Following Keir Starmer’s recent efforts to secure his position as Prime Minister, government borrowing costs have increased.
The focus has shifted to financial markets, specifically on the demand and expense of UK debt.
Former Bank of England governor Mark Carney once stated that the UK heavily relies on foreign investors for borrowing funds, with over a quarter of the national debt held by non-UK entities. With the national debt at £2.9 trillion and an anticipated £110 billion interest expenditure this year alone, even minor fluctuations in borrowing costs can have significant implications.
After Sir Keir’s recent address, the yield on UK government bonds, also known as gilts, increased. The yield on 10-year bonds rose to just under 5%, while 30-year bonds saw a rise to 5.69%. Short-term borrowing costs hit a 28-year high of 5.77% last week, ahead of local elections and ongoing concerns surrounding the Middle East conflict, marking a level not seen since the late 1990s.
Comparatively, France’s borrowing costs stand at 3.6%, Italy at 3.7%, and the US at 4.39%. Greece, heavily impacted by the 2008 financial crisis, has borrowing costs just under 3.8%. The UK’s borrowing costs align with Australia and are lower than countries like India, South Africa, and Mexico. Aligning UK’s costs with those of France and Italy could potentially result in annual savings exceeding £20 billion for UK taxpayers.
Financial markets had largely anticipated the recent political events, with a focus on future developments. Analysts caution that a change in leadership, potentially including Chancellor Rachel Reeves, may further elevate borrowing costs.

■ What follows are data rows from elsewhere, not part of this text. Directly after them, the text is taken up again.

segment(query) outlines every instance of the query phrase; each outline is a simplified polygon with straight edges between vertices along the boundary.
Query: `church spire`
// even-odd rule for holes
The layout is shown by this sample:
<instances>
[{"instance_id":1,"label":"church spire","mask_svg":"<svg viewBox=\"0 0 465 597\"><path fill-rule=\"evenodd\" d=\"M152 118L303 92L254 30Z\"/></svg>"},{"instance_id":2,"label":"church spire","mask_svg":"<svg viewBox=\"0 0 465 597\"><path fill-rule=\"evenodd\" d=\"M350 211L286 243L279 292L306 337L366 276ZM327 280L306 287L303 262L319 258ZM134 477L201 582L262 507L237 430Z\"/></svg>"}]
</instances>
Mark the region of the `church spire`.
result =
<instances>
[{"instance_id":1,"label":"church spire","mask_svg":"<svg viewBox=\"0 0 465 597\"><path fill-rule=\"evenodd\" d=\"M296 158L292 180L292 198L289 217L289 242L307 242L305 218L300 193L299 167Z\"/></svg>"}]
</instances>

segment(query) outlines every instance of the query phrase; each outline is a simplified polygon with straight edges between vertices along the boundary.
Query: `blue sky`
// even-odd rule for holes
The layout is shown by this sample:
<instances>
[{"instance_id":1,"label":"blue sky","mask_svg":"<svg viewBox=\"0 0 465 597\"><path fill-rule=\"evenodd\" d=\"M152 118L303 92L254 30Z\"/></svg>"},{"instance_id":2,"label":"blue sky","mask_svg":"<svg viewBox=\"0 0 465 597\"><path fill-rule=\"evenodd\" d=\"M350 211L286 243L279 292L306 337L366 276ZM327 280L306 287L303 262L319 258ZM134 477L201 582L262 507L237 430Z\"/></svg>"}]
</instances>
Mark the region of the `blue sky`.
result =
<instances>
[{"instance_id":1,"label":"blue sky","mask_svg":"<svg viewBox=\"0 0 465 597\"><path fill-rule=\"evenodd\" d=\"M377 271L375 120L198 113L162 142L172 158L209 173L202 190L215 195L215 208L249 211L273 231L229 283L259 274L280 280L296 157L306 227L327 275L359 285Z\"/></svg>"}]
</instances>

Enrique Díaz-Alvarez, chief economist at Ebury, stated that there are concerns in the market regarding potential shifts in political direction and policies, affecting the UK’s economic landscape.
Tom Stevenson, investment director at Fidelity International, highlighted that although investors continue to support UK government spending, the country’s bond yields remain higher compared to similar nations, impacting international investment decisions.
Susannah Streeter, chief investment strategist at the Wealth Club, expressed doubts regarding the effectiveness of Keir Starmer’s recent speech in calming bond markets, citing ongoing political and economic uncertainties.
She further noted that any governmental turmoil could hinder long-term investments and exacerbate the economic challenges the UK currently faces.
Political instability poses economic risks, with market demands for stability intensifying. Prolonged uncertainties surrounding the government’s stability may deepen market anxieties and perpetuate existing issues.